If, in fact, we ever needed to shield jurors from the reality of insurance or other mechanisms by which another pays a party’s tort damages, we need not do so now. Jurors know insurance exists; they have it themselves. Yet we cling to a curious practice whereby we attempt to deny to a juror, who may himself or herself that day have submitted a claim to a health carrier, the *366fact that a party in the case before him also has insurance coverage. The court today recognizes this reality but coyly deprives that juror of a complete picture of how that insurance has operated in the case on trial.

We send criminal defendants to prison for life on the assumption that jurors listen to, understand, and abide by a judge’s instructions. See Commonwealth v. Donahue, 430 Mass. 710, 718 (2000). We can do the same on the subject of health insurance. Judges can explain effectively that the amount paid may be the product of rates negotiated between a provider and an insurer, and is only one factor that jurors should consider. They can transmit to the jury the underlying purpose of the collateral source rule, i.e., that the tortfeasor should not benefit from the existence of a third-party payor, without depriving the fact finder of the relevant evidence of what was actually paid. Judges can also explain that the chance of an excessive recovery by a plaintiff is reduced because of the creation of liens that reallocate the payments in a more equitable manner. See G. L. c. Ill, § 70A; Scott v. Garfield, supra at 801. Surely this is a better approach than evading the issue and giving the jury a greater opportunity to apply their own assumptions about insurance without guidance from the court.

I acknowledge that the Legislature in 1986 effected a modest change in the collateral source rule with respect to medical malpractice cases, see G. L. c. 231, § 60G, inserted by St. 1986, c. 351, § 25, whereby there is authorized a postverdict procedure for reducing awards of damages on the basis of evidence of insurance payments and the cost of obtaining coverage. The court worries that the ensuing quarter century of inaction may mean that the Legislature is wedded to the collateral source rule and desires that it be left unchanged.

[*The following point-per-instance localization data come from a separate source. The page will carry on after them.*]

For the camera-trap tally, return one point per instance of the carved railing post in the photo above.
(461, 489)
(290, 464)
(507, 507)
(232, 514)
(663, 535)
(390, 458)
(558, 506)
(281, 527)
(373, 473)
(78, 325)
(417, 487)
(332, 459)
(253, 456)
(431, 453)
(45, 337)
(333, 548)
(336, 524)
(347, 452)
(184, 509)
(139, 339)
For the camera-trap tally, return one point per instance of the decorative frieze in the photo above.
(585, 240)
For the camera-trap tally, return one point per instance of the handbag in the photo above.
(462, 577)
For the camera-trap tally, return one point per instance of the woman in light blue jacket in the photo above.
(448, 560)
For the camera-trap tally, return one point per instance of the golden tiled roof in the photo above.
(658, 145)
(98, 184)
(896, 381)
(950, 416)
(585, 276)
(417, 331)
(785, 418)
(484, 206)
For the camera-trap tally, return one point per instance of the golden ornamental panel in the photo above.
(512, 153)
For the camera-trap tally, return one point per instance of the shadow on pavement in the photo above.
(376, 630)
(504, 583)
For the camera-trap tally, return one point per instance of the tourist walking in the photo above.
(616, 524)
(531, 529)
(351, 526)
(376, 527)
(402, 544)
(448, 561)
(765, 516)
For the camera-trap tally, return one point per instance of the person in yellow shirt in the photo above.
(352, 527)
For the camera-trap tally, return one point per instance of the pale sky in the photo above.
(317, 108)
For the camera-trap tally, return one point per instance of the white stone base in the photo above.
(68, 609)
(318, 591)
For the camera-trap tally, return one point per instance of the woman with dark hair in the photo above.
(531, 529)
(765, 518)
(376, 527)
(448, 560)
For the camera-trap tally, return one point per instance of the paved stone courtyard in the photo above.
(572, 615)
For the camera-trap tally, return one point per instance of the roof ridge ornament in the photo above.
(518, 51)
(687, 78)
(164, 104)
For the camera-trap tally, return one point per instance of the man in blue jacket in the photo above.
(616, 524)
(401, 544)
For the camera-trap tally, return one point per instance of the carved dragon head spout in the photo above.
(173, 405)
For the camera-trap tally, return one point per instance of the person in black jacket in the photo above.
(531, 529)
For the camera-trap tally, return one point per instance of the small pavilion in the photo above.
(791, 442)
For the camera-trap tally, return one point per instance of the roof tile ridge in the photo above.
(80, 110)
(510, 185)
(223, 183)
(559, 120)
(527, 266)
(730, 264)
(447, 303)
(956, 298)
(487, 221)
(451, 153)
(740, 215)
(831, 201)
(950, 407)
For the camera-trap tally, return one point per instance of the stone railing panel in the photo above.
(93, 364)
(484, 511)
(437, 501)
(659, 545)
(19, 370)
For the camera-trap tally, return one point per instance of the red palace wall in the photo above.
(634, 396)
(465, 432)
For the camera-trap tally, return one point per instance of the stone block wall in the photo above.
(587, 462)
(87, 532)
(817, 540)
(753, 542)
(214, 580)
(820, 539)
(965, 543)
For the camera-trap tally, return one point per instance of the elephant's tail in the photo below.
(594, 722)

I doubt that is so. Legislative bodies routinely defer action on complicated issues until a critical mass is reached, and I suspect that that is the case here. As I have indicated, the collateral source rule is a product of common law, and we are empowered to alter or eliminate it.

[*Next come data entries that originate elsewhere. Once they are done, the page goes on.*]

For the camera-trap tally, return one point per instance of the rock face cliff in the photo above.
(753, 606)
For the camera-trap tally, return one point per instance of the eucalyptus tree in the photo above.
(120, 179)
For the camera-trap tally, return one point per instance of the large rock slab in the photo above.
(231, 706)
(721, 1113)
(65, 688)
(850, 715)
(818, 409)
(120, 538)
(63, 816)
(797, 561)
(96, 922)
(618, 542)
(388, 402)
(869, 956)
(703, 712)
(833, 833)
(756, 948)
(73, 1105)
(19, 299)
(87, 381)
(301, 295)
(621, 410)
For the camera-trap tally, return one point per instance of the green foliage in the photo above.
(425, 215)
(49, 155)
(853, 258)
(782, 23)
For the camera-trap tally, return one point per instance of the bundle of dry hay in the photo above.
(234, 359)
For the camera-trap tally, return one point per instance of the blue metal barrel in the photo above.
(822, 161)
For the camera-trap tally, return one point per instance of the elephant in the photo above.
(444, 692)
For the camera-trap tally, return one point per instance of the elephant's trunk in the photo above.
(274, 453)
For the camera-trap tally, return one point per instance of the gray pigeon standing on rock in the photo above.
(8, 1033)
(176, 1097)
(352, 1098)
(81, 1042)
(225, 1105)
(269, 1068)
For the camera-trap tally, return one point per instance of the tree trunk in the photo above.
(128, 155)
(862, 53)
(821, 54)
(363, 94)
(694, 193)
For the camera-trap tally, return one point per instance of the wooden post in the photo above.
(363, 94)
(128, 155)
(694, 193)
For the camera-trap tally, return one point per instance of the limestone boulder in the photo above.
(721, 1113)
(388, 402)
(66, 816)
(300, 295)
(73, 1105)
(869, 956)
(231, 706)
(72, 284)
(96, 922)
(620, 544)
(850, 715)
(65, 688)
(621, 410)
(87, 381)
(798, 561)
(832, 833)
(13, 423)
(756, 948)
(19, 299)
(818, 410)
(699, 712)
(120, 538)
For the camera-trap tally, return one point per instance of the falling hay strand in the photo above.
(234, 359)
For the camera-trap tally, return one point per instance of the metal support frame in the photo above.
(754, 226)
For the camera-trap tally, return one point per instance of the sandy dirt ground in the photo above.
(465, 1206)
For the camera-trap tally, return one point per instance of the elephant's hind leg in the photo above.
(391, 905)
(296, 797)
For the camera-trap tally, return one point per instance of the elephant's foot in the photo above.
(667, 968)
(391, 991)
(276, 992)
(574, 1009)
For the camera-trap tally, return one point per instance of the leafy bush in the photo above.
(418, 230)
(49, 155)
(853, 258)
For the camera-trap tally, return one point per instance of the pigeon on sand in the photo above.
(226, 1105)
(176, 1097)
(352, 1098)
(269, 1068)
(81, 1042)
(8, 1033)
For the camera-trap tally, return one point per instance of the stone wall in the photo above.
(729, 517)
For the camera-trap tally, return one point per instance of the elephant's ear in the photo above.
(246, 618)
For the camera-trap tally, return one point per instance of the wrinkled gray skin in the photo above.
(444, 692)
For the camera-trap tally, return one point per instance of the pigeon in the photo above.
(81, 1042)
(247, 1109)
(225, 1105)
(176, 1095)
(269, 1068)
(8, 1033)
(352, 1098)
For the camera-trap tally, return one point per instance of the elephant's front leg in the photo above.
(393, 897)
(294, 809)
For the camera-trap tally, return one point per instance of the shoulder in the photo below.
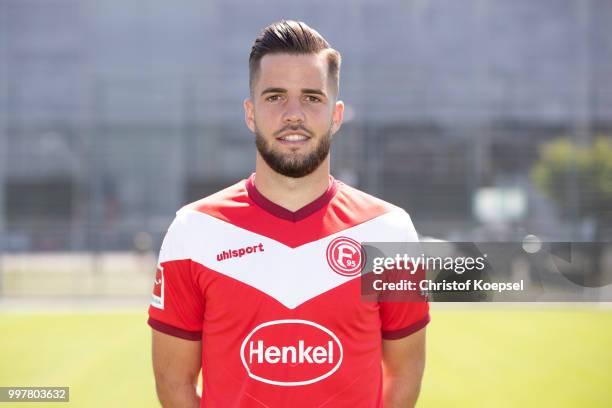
(216, 205)
(357, 204)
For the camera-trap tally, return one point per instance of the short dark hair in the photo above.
(293, 37)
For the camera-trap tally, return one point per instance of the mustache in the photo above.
(293, 128)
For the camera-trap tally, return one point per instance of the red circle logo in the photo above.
(345, 256)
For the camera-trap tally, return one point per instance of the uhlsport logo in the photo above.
(291, 352)
(157, 299)
(240, 252)
(345, 256)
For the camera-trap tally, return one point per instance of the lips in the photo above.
(294, 137)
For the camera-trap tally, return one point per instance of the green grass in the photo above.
(476, 358)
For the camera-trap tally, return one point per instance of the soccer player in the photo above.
(258, 285)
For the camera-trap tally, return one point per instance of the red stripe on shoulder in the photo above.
(348, 207)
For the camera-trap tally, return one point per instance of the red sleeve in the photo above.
(401, 319)
(177, 302)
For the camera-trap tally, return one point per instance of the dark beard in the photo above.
(292, 167)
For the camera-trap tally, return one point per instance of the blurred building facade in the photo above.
(115, 114)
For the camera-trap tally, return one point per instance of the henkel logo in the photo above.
(345, 256)
(291, 352)
(157, 299)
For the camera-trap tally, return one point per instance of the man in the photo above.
(258, 285)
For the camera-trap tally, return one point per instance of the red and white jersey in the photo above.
(275, 297)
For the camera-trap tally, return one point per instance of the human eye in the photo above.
(273, 98)
(312, 98)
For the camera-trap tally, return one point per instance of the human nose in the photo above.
(293, 112)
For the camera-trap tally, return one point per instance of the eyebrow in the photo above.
(304, 91)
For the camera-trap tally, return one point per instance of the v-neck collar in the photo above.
(284, 213)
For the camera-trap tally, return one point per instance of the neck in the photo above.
(288, 192)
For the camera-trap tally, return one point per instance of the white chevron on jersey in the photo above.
(292, 276)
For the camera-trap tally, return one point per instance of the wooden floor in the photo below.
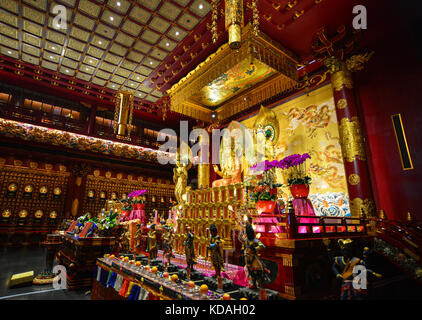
(17, 260)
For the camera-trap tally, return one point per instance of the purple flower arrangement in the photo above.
(136, 193)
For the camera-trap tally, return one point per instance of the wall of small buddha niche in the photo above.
(36, 196)
(32, 200)
(308, 124)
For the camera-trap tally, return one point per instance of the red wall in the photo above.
(391, 83)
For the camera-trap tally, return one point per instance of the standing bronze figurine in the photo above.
(251, 248)
(215, 247)
(152, 244)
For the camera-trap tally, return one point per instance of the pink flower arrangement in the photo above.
(136, 193)
(285, 163)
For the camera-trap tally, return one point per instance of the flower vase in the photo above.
(299, 191)
(265, 206)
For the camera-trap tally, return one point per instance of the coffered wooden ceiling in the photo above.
(111, 43)
(143, 46)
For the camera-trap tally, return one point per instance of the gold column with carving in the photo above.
(123, 114)
(204, 168)
(351, 138)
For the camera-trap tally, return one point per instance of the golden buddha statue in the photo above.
(267, 131)
(180, 177)
(231, 168)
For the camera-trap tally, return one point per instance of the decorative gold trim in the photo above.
(340, 79)
(405, 141)
(351, 140)
(260, 48)
(354, 179)
(357, 205)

Last year, a thoughtful concurrence by Justice Cordy in Scott v. Garfield, supra at 802 (Cordy, J., concurring), appeared to point the way toward a more realistic treatment of this subject. The court now appears to have rejected that suggested new direction. I would pursue it by opening up all evidence that *367bears in any way on the determination of the reasonable value of medical services. See, e.g., Stanley v. Walker, 906 N.E.2d 852, 858 (Ind. 2009) (bills and amounts paid admissible, though court suggests there should be no reference to insurance); Robinson v. Bates, 112 Ohio St. 3d 17, 20, 22-23 (2006) (construing statute similar to G. L. c. 233, § 79G, to permit admission of both medical bills and amounts accepted by providers).